En principio, aparentemente el mecanismo conductual opera de la siguiente manera: cuando se presenta una sensación de abandono o de no pertenencia, las personas tendemos a dar más valor al dinero y, en la búsqueda de su acumulación más acelerada, tomamos riesgos innecesarios o adicionales a los que habitualmente estaríamos dispuestos a asumir.

Las personas utilizan el valor que socialmente se concede a la riqueza, como un sustituto a la falta de aprecio que se percibe hacia su persona; como si el efecto de llegar a tener más riqueza efectivamente generara en el corto plazo una mayor aceptación social inmediata. De acuerdo a los autores, dada la importancia que tiene la adecuada evaluación de riesgo en muchas decisiones financieras - particularmente las de largo plazo - la presencia de este factor podría provocar que, en escenarios de una percepción de no pertenencia social o baja sensación de amistad, se posterguen las decisiones prudentes de largo plazo, en favor de decisiones más arriesgadas que buscarían un beneficio (aunque de menor grado de certidumbre) en el corto plazo.

Más allá del lugar común de decir que el dinero no trae la felicidad (aunque cómo se esfuerza en parecérsele), lo importante es reconocer que existen factores emocionales que afectan nuestra capacidad óptima de tomar las mejores decisiones financieras. Y si como hemos comentado en otras ocasiones, existen de por sí factores conductuales y de percepción que en situaciones no límite distorsionan nuestro potencial buen juicio financiero, en estas condiciones como las que describe la investigación, nuestro juicio puede estar aún más limitado.

La forma en que la conducta obstaculiza las decisiones aparentemente racionales que todos queremos hacer es estudiada y reconocida en muchos estudios a nivel mundial. Desde conceptos como racionalidad acotada o la irracionalidad previsible que han explorado varios economistas conductuales recientes, se reconoce que las emociones influyen en nuestros juicios de muy diversa forma.
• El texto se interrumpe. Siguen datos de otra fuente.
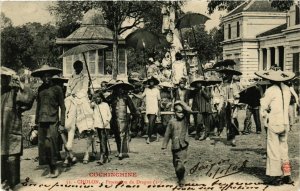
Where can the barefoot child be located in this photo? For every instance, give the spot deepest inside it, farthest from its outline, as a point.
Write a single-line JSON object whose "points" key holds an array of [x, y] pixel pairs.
{"points": [[177, 130]]}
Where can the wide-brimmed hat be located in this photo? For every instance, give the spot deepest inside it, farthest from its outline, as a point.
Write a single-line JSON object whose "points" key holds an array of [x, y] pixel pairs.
{"points": [[156, 81], [166, 85], [121, 85], [199, 79], [59, 79], [7, 71], [46, 69], [213, 80], [224, 63], [276, 75], [184, 106], [229, 71]]}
En muchas entregas hemos comentado acerca de los procesos de conducta que afectan nuestras decisiones. La importancia de reconocerlo implica simplemente que estemos atentos a estos fenómenos, que pueden afectar nuestra capacidad para generar un patrimonio real.

Evite tomar decisiones trascendentes para su vida económica y financiera y la de su familia, cuando tenga la sensación de que atraviesa por un momento anímico especialmente relevante, que pueda incidir negativamente en su percepción o proclividad al riesgo o que pierda de vista el largo plazo.

Si me permiten parafrasear con cierta libertad a Budha: el dolor emocional eventual en alguna parte de nuestras vidas es inevitable, pero el sufrimiento derivado de malas decisiones financieras sí puede ser opcional.